Maggioranza di governo e opposizione concordano sul bisogno di coinvolgere i Caschi Blu e pacificatori dell’ONU che preparino la strada per l’attuazione della soluzione a due stati. Il governo ha confermato l’invio a Gerusalemme di due nuclei specializzati di carabinieri, che agiscono nei teatri di instabilità col compito di addestrare le polizie locali e capacità di dialogo e cooperazione tra le parti. Queste sezioni saranno inserite nel US Coordination Center e saranno deputate all’addestramento della polizia palestinese. Come affermato dal ministro Crosetto, “la stima che ci siamo guadagnati nelle missioni di pace vogliamo sfruttarla anche in questo momento. […] Vogliamo essere i capofila di questo percorso di umanità e aiuto alla popolazione”.

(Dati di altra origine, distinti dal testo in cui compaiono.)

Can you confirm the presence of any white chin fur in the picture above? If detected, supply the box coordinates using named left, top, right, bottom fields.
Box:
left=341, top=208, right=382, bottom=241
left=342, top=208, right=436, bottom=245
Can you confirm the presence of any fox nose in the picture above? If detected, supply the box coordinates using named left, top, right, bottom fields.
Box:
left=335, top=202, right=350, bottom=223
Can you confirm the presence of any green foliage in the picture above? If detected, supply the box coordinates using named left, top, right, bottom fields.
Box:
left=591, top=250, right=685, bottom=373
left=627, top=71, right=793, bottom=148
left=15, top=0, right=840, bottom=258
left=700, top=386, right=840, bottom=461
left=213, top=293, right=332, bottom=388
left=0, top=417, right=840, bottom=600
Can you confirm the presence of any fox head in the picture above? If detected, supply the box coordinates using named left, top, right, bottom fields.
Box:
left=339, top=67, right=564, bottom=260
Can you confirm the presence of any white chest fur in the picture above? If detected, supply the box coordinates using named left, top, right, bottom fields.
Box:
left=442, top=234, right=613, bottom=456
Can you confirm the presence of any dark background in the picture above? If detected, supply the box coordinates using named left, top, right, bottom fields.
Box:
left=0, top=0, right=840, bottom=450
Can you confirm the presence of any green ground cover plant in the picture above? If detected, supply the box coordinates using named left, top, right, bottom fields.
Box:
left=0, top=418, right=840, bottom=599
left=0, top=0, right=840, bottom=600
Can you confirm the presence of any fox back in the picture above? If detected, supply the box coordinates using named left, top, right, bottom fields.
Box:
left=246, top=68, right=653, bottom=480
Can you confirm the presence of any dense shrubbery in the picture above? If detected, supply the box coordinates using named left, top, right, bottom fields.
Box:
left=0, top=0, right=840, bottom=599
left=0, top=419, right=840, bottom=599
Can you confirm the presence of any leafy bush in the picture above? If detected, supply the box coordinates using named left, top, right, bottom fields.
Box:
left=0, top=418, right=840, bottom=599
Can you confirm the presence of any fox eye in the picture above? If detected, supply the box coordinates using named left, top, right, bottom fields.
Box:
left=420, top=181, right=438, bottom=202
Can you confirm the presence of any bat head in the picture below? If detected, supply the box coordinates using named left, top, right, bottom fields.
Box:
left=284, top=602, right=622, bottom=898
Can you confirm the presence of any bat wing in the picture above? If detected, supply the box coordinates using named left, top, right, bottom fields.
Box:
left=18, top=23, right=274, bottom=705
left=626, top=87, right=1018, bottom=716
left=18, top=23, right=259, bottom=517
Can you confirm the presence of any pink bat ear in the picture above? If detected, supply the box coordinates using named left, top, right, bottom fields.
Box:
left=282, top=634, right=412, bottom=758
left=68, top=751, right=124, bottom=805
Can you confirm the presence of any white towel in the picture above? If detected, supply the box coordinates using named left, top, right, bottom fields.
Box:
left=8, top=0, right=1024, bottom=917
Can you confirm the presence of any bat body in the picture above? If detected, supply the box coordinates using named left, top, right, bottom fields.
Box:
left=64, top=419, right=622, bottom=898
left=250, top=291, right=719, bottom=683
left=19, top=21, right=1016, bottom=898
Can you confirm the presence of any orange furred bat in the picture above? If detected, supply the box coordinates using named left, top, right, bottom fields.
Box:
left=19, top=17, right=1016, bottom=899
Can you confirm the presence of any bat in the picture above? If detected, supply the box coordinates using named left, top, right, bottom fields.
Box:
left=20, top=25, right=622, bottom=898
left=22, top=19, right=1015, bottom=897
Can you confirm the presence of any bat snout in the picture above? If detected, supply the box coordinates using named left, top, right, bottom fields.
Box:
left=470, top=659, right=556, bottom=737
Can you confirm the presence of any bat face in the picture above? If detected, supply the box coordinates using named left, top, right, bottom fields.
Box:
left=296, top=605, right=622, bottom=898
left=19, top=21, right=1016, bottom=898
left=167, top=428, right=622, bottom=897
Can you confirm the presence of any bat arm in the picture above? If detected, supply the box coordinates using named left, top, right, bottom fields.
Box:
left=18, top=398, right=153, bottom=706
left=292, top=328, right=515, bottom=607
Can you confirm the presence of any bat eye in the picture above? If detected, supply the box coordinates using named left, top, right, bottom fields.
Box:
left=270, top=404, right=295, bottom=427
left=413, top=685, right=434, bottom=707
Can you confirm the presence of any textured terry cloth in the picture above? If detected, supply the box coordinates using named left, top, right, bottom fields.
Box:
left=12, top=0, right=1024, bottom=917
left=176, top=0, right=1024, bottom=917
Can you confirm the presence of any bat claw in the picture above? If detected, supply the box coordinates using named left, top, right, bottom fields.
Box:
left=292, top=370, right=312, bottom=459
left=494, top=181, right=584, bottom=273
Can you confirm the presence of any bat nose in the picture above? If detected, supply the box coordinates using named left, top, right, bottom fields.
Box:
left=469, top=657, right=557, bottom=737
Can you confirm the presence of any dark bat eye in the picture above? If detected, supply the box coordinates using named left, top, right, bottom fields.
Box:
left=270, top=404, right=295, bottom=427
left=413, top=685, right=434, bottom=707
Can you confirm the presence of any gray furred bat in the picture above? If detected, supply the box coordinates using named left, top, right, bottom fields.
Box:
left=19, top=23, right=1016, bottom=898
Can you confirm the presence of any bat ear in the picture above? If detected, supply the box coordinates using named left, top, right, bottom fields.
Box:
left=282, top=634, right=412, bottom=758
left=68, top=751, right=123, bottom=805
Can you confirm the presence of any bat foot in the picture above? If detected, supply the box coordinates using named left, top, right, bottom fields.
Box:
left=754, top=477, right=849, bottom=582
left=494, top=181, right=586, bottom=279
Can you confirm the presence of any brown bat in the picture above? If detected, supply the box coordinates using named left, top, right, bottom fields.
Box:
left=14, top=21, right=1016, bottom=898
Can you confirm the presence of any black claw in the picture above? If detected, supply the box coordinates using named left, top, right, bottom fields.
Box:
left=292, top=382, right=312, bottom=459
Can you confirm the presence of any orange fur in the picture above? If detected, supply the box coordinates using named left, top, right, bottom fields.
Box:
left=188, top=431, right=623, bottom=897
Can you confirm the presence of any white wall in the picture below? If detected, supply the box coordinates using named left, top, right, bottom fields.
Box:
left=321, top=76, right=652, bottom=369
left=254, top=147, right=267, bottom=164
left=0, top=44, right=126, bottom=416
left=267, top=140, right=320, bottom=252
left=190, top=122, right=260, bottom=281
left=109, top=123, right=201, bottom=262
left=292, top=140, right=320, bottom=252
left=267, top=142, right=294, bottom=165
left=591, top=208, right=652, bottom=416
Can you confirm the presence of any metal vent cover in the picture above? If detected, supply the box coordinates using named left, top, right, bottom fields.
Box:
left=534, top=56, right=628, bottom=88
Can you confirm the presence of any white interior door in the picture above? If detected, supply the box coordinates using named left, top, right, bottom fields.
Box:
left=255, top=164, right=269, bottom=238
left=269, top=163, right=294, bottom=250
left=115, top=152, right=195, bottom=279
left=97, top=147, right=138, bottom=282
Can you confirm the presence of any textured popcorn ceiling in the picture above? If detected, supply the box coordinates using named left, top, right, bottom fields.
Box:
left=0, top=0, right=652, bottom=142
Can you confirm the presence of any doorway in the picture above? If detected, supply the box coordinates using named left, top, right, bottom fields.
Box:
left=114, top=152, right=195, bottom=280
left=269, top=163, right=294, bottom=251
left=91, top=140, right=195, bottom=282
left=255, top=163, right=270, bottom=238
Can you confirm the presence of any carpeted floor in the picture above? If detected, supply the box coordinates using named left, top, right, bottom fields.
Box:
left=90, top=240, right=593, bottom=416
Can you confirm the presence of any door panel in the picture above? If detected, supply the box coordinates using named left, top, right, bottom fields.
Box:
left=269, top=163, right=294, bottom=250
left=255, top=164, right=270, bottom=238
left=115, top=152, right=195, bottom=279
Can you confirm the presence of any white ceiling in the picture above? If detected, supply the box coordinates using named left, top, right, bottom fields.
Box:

Il precedente Italiano a cui Crosetto fa riferimento è la missione UNIFIL in Libano, con la quale i Caschi Blu hanno presenziato la zona di confine con Israele dal 1978, portando a sviluppi cruciali per la stabilità, e nella quale l’Italia è stata una delle maggiori contribuenti dalla spinta significativa del 2006. Anche in questo caso, le forze armate italiane hanno addestrato quelle libanesi, facendo di Roma un partner importante per Beirut. Il governo è convinto che l’Italia possa svolgere un ruolo chiave nella creazione di una forza internazionale ONU, sfruttando la credibilità guadagnata nel teatro libanese.

Tali prospettive si rivelano comunque intricate, date le crescenti frizioni tra le Nazioni Unite e il governo di Israele, che ha accusato il Segretario generale Guterres di aver giustificato il terrorismo e aver capovolto la realtà dei fatti. Inoltre, gli stati membri dell’UE hanno idee diverse su cosa possa e debba accadere nel dopoguerra, poiché qualcuno sostiene che chiedere all’ANP di riprendere il controllo su Gaza non sia un’idea desiderabile. Alcuni analisti suggeriscono che gli stati EU si stiano mostrando molto cauti nell’iniziare una discussione su una missione di pace a Gaza.

In questo contesto il governo italiano vuole prendere in mano la situazione e guadagnarsi un posto di rilievo che lo porrebbe come protagonista nel teatro medio-orientale e nei processi di stabilità e pacificazione.  (Articolo di Giovanni Colombo)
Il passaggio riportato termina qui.